Als Heimat empfinde ich das Dorf oder das Quartier, in dem ich lebe und arbeite. Viele Gesichter sind mir bekannt, ich kenne die Treffpunkte der Einwohnerinnen und Einwohner und weiss, wann welcher Verein einen Anlass für die Dorfgemeinschaft organisiert. Auch Personen, die anderer Meinung sind als ich, vermitteln mir heimatliche Gefühle, weil ich mit ihnen diskutieren kann und wir dann zusammen oft eine gute Lösung für ein Problem finden. Freiwillig verlasse ich einen solchen Ort nicht, - und das geht auch den zuwandernden Zürcher Oberländern, den Bündnerinnen, den Deutschen, den Polinnen und Eritreern nicht anders.

Gerne erzähle ich anderen Menschen mit einigem Stolz von den Besonderheiten meiner Heimat: in der Nachbargemeinde über unsere Vereinsvielfalt, im Nachbarkanton von den intakten Landschaften des Unterlandes und im Ausland über die Vorzüge unserer direkten Demokratie. Die Liebe zur Heimat kennt keine Parteigrenzen, wohl unterscheiden sich jedoch die Gründe für den „Patriotismus“. Während ich die Sprachen- und Kulturenvielfalt, das dichte Schienenverkehrsnetz oder das Berufsausbildungssystem als schweizerische Qualitäten empfinde, so beschämen mich die Fluchtgelder der Diktatoren auf den Schweizer Banken, die Abzockerlöhne oder die latente Fremdenfeindlichkeit.

„Heimat ist dort, wo man keine Angst haben muss“. Dem müssen wir Sorge tragen. Gezielte Angstmacherei schafft Misstrauen, verunsichert die Menschen und bauscht Probleme auf, statt bereitstehende Lösungen in die Tat umzusetzen.
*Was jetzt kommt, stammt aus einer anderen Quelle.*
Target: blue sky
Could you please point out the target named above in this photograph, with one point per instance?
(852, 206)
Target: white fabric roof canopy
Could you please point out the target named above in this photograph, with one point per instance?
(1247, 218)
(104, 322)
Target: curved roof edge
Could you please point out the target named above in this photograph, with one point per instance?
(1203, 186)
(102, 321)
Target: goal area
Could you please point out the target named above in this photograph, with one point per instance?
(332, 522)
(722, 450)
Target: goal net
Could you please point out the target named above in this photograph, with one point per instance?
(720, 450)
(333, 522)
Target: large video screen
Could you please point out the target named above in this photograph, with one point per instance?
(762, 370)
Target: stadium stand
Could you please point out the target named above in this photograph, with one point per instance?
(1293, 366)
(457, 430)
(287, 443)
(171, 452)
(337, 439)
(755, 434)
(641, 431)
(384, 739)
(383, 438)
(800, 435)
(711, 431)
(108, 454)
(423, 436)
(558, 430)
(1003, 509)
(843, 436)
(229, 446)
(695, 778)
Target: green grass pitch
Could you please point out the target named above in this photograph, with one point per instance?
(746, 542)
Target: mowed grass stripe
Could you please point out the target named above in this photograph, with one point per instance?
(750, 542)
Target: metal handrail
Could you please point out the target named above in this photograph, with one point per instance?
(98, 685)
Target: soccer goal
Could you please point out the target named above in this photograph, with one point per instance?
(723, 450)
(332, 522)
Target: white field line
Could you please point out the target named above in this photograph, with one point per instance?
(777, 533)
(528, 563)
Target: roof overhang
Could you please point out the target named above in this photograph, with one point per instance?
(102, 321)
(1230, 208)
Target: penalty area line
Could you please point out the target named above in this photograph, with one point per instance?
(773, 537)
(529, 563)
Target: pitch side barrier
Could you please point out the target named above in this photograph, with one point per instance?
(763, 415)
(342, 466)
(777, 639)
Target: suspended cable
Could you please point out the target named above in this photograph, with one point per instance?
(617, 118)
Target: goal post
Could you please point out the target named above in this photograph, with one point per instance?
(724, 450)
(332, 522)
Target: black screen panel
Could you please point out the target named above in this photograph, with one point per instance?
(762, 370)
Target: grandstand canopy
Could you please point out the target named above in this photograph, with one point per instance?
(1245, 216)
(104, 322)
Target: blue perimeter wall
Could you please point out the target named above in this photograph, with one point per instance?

Als mutige Gesellschaft sind wir immer wieder in der Lage fast Unmögliches zu schaffen: Den Eisenbahntunnel durch den Gotthard im 19. Jahrhundert oder die Einführung der AHV/IV und der Kranken- und Unfallversicherung. Die Innovationskraft unserer Wirtschaft hat immer geholfen, sich auf neue Entwicklungen einzustellen und so weisen wir seit Jahrzehnten eine im europäischen Vergleich tiefe Arbeitslosigkeit aus.

Grosse Leistungen sind nur möglich, wenn Zuversicht, Mut und Einsatz die Angst besiegen. Ich freue mich darüber, dass ich immer wieder Menschen treffe, die den Herausforderungen nicht ängstlich ausweichen oder sich damit begnügen, einen Schuldigen für anstehende Probleme zu finden.

Heimatliebe, wie ich sie verstehe, fordert uns und verlangt vorausschauende Investitionen, aber sie belohnt uns auch mit Gemeinschaftsgefühl und Sicherheit.